According to Socket research, the packages “express-api-sync” and “system-health-sync-api,” are designed for sabotage rather than financial gain or supply chain compromise, indicating a novel adversarial product for competition and state-level disruption.
“Published by npm user botsailer using email anupm019@gmail[.]com, both express-api-sync and system-health-sync-api secretly register hidden endpoints that, when triggered with the right credentials, execute file deletion commands that wipe out entire application directories,” said Socket researcher Kush Pandya.
DevSec teams and CISOs must set detection for the shared indicators of compromise (IOCs) and refer to the MITRE ATT&CK techniques to stay ahead of the abuse.

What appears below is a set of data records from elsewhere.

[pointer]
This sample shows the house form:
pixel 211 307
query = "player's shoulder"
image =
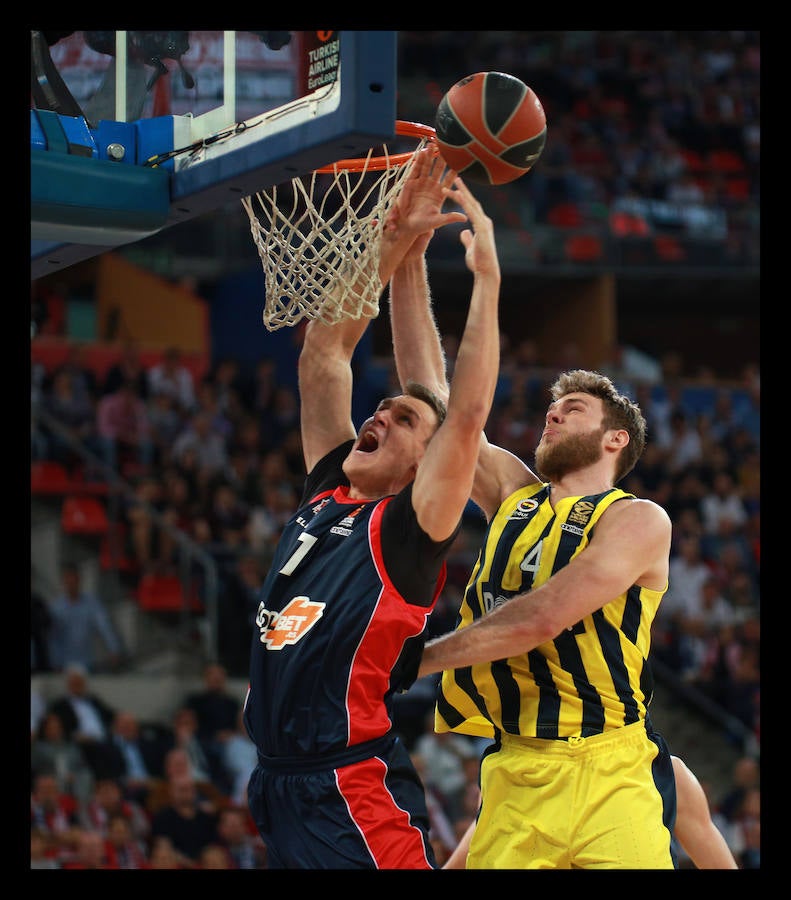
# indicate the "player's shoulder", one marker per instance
pixel 641 510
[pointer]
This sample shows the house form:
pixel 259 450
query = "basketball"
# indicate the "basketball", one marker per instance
pixel 491 128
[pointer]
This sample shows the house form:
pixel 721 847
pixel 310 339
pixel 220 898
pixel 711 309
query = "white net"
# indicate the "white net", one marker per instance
pixel 318 240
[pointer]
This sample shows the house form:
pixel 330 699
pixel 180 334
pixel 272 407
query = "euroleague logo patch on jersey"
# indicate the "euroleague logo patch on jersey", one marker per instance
pixel 524 508
pixel 291 624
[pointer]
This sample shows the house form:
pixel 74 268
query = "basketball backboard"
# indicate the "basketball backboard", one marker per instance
pixel 124 144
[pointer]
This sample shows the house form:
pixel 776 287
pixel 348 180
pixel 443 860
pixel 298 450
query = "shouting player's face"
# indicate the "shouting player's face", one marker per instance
pixel 572 438
pixel 390 445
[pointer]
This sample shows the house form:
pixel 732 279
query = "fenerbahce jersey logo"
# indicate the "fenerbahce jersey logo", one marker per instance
pixel 291 624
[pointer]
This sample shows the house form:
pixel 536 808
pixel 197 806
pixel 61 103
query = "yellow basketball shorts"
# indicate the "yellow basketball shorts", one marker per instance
pixel 601 802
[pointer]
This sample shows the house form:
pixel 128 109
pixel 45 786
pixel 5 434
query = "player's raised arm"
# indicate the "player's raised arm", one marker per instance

Packages posing as data sync and monitoring utilities
Of the two malicious packages seen, express-api-sync seems to pack a rather blunt punch, a data sync utility for databases on the Express applications. Express applications are web applications built using Express.js, a fast, minimalist web framework for Node.js.

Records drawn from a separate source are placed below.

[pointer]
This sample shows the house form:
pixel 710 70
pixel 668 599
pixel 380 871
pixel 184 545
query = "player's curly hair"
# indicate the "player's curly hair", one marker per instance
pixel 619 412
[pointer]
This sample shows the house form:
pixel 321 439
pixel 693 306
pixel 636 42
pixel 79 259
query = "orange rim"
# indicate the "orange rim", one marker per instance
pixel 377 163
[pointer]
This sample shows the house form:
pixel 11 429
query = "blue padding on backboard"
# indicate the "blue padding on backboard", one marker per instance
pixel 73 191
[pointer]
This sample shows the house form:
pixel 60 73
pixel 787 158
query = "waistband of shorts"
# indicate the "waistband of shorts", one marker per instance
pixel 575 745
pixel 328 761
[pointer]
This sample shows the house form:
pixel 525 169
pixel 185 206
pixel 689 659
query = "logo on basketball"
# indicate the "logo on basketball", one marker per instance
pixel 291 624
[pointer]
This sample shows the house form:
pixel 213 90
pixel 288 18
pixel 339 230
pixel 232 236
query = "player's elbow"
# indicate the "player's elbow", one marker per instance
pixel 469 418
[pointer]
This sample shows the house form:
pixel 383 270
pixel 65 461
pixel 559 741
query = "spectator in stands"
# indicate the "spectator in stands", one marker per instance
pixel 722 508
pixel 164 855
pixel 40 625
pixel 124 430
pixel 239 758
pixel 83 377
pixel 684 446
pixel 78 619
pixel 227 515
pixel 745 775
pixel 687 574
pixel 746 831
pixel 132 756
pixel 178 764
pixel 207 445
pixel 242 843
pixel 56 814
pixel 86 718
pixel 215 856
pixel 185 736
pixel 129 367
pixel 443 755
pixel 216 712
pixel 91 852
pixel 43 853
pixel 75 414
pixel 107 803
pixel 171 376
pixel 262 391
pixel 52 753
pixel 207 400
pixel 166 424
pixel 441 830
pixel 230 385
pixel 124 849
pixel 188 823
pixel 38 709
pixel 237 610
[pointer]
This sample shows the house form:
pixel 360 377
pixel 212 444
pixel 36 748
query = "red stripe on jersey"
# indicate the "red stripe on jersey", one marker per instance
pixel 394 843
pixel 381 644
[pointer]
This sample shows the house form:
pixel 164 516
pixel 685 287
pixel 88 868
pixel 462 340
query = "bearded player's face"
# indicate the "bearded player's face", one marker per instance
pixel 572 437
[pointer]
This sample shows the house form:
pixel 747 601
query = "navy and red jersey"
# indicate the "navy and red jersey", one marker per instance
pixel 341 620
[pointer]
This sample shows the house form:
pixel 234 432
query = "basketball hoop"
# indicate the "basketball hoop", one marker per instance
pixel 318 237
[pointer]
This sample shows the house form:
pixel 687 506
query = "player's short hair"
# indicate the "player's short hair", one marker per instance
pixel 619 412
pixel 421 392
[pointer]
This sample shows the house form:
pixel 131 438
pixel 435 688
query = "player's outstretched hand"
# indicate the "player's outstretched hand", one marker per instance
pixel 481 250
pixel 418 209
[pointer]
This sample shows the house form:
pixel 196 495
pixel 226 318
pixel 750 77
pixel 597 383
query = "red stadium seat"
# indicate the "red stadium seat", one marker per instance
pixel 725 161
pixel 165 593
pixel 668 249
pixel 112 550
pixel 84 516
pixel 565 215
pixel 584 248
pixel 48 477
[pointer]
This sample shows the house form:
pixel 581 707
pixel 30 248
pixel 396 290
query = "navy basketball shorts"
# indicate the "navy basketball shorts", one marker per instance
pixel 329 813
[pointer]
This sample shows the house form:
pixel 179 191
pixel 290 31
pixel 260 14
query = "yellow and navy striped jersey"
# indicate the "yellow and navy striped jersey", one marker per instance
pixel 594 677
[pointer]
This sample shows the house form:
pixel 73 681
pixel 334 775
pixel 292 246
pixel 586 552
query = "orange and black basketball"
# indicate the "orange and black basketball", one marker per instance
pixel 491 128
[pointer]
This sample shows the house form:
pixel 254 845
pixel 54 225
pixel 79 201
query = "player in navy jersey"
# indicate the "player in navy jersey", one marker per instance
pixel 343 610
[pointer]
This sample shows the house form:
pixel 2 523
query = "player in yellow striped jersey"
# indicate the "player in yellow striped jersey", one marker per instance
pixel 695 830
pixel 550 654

Instead of the promised functionality, the package implements a single-purpose backdoor that waits for the kill command. “The package exports a function that returns standard Express middleware, making it blend into typical Node.js applications,” Pandya said in a blog post. “However, on the first HTTP request to ANY endpoint in your application, the malicious code springs into action.”
Essentially, the code listens for a request containing a hardcoded key “DEFAULT_123” and, when triggered, executes a destructive rm-rf* command, deleting everything in the application’s root directory.
The second package, system-health-sync-api, is a little more stealthy and sophisticated, Pandya added. Masquerading as a system monitoring tool, it collects environment and system data, and exposes multiple undocumented HTTP endpoints such as /rm-rf-me and /destroy-host that, when hit, execute system-wiping commands.
The malicious monitoring package also exfiltrates execution details (like hostname, IP, CWD, environment hash) via email using hardcoded SMTP credentials, enabling attackers to track successful deployments.
Smart and fail-safe command and control
The ‘monitoring’ malicious package is designed to auto-detect the host OS–Unix or Windows–and the server framework (Express, Fastify, or native HTTP). It registers OS-specific destructive routes that execute file-system wipes regardless of the environment.
Additionally, to increase reliability, the malware exposes three backdoor endpoints: a default reconnaissance module, a primary destructive route, plus a secondary fallback. If one destruction endpoint is blocked or overlooked, the attacker can still trigger system destruction via an alternate route.
“Both destruction endpoints support dry-run mode for reconnaissance and include the same cross-platform deletion logic, but return different response formats to avoid detection patterns,” Pandya noted.
Socket analysis revealed middleware as the perfect target for this abuse, and to expect more attacks targeting framework-specific systems (Express, Fastify, Koa), packages that modify other packages at runtime, and security tools that may create vulnerabilities. npm abuses pile up as Socket keeps uncovering more malicious activity targeting the popular JavaScript package registry.
Most recently, it reported 60 npm packages stealing sensitive host and network information within just under two weeks they were live. This follows earlier findings of attackers abusing npm with typo-squatted packages laced with info-stealers and remote code execution payloads aimed at multi-language developers.